This is an archival story that predates current editorial management.
This archival content was written, edited, and published prior to LAist's acquisition by its current owner, Southern California Public Radio ("SCPR"). Content, such as language choice and subject matter, in archival articles therefore may not align with SCPR's current editorial standards. To learn more about those standards and why we make this distinction, please click here.
Testicular Cancer Survivor Sues WeHo Clinic After Finding Out They Destroyed His Sperm
A fertility center in West Hollywood is being sued by a man and his wife who say the clinic mistakenly destroyed the sperm he had deposited after being diagnosed with testicular cancer. Now, he may never have biological children. Justin Hollman and Kristin Bruun-Andersen filed suit today against Dr. Peyman Sadaat and the Reproductive Fertility Center for negligent infliction of emotional distress, breach of contract and a loss of consortium, City News Service reports.
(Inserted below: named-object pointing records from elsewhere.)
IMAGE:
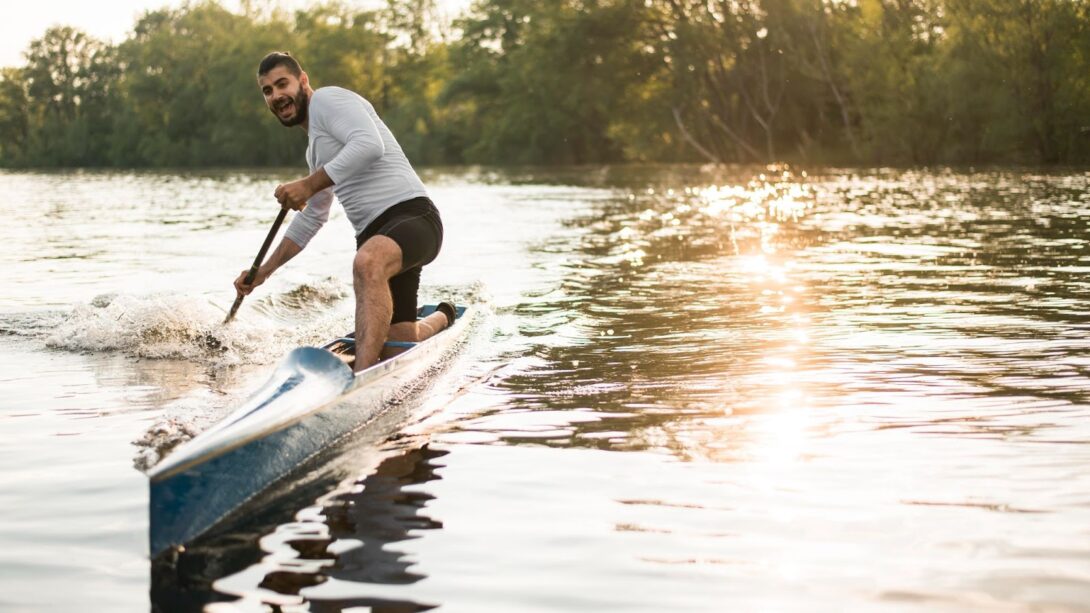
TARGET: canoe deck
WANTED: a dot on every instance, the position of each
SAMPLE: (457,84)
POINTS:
(310,403)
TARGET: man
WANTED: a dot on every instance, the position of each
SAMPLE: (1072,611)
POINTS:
(353,155)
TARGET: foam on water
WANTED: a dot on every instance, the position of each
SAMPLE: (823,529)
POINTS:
(261,337)
(188,327)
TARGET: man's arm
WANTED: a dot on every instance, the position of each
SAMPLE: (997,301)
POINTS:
(294,194)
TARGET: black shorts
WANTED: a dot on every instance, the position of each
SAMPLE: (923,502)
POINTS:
(415,226)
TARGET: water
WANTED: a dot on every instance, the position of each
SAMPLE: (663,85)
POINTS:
(695,388)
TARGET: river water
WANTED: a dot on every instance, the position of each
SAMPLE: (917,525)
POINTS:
(692,389)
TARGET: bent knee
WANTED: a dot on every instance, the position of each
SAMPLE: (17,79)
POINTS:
(375,265)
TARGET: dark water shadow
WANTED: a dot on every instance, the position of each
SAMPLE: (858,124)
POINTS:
(379,511)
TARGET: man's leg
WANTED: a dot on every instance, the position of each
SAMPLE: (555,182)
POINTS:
(376,261)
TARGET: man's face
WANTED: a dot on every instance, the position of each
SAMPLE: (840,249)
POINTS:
(286,95)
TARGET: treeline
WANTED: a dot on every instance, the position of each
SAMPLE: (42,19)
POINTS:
(577,82)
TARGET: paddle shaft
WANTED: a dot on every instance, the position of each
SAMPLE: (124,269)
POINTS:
(257,262)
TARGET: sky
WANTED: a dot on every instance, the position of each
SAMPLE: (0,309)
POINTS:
(109,20)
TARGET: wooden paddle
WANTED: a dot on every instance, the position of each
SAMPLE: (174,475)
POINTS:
(257,262)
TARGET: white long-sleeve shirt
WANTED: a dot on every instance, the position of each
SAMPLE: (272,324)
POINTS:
(368,169)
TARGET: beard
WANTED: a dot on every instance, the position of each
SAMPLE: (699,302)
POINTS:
(301,101)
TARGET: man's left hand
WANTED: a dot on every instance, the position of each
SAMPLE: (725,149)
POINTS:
(294,194)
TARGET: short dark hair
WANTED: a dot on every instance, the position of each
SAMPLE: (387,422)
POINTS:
(279,58)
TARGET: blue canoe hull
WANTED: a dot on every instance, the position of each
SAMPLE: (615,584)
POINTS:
(311,403)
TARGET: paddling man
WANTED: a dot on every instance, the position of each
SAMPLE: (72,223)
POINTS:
(353,156)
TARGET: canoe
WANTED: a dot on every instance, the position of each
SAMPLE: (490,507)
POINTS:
(311,401)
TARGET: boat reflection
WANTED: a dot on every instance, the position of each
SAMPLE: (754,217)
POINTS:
(348,540)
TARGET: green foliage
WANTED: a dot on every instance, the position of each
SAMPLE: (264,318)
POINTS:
(576,82)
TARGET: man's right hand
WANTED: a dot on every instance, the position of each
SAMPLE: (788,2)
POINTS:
(240,284)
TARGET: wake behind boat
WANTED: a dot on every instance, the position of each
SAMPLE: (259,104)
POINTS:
(311,401)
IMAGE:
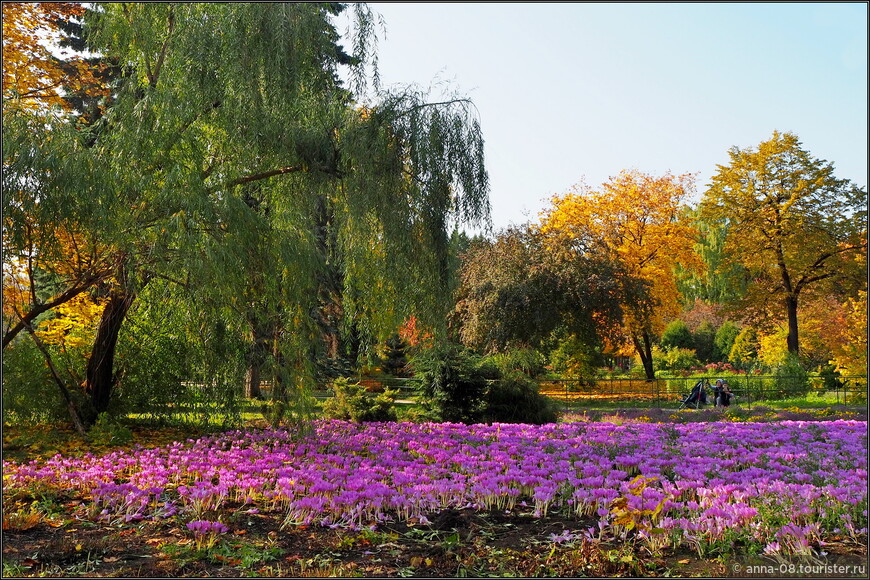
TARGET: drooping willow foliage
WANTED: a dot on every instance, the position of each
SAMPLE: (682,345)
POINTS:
(234,164)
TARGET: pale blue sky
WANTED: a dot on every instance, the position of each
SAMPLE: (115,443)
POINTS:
(573,90)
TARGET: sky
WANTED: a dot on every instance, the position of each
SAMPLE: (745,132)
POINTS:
(571,92)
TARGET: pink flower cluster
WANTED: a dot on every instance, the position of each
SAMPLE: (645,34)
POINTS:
(777,485)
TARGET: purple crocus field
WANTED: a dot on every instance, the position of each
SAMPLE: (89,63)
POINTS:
(782,487)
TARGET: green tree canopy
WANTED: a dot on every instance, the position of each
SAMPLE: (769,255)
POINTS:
(519,289)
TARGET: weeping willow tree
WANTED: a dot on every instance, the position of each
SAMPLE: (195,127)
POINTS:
(234,163)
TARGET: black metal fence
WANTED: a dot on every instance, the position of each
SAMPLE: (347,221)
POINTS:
(748,389)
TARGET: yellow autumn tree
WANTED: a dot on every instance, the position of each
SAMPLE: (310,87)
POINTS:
(640,220)
(67,260)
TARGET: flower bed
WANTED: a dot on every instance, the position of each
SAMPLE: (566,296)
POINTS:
(780,487)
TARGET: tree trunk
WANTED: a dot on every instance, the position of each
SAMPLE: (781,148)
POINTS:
(644,350)
(74,414)
(791,310)
(100,377)
(256,359)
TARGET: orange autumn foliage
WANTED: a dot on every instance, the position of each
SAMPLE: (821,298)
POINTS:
(639,219)
(33,77)
(73,262)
In the suit, Hollman says he was diagnosed with testicular cancer in 1991. He was 20 at the time, so his doctor suggested storing some of his sperm so that he would have the option of conceiving biological children later in life. Hollman deposited five vials at the Tyler Medical Clinic, which later became the Reproductive Fertility Center. He then underwent surgery for the removal of his left testicle and a tumor behind his stomach, as well as chemotherapy. After the chemotherapy, he was declared cancer-free.
Hollman married Bruun-Andersen in 2005. Throughout their relationship, both were under the assumption that they could use the sperm to conceive children via in vitro fertilization, and Hollman continued to pay for its storage. In 2013, they decided to have children.
Hollman went to the Reproductive Fertility Clinic to have the vials transferred to Bruun-Andersen's fertility doctor, only to be given paperwork that would have given the clinic permission to destroy his sperm. Hollman did not sign the papers, but instead asked speak instead to a doctor. He was called later by Saadat, who told Hollman that his samples had been mistakenly destroyed a few weeks prior. Saadat suggested that Hollman undergo surgery to recover more sperm, but it was unsuccessful as Hollman's remaining testis contained an abnormally low amount. Three embryos were created, but none survived.
The amount Hollman and Bruun-Andersen are seeking is unspecified.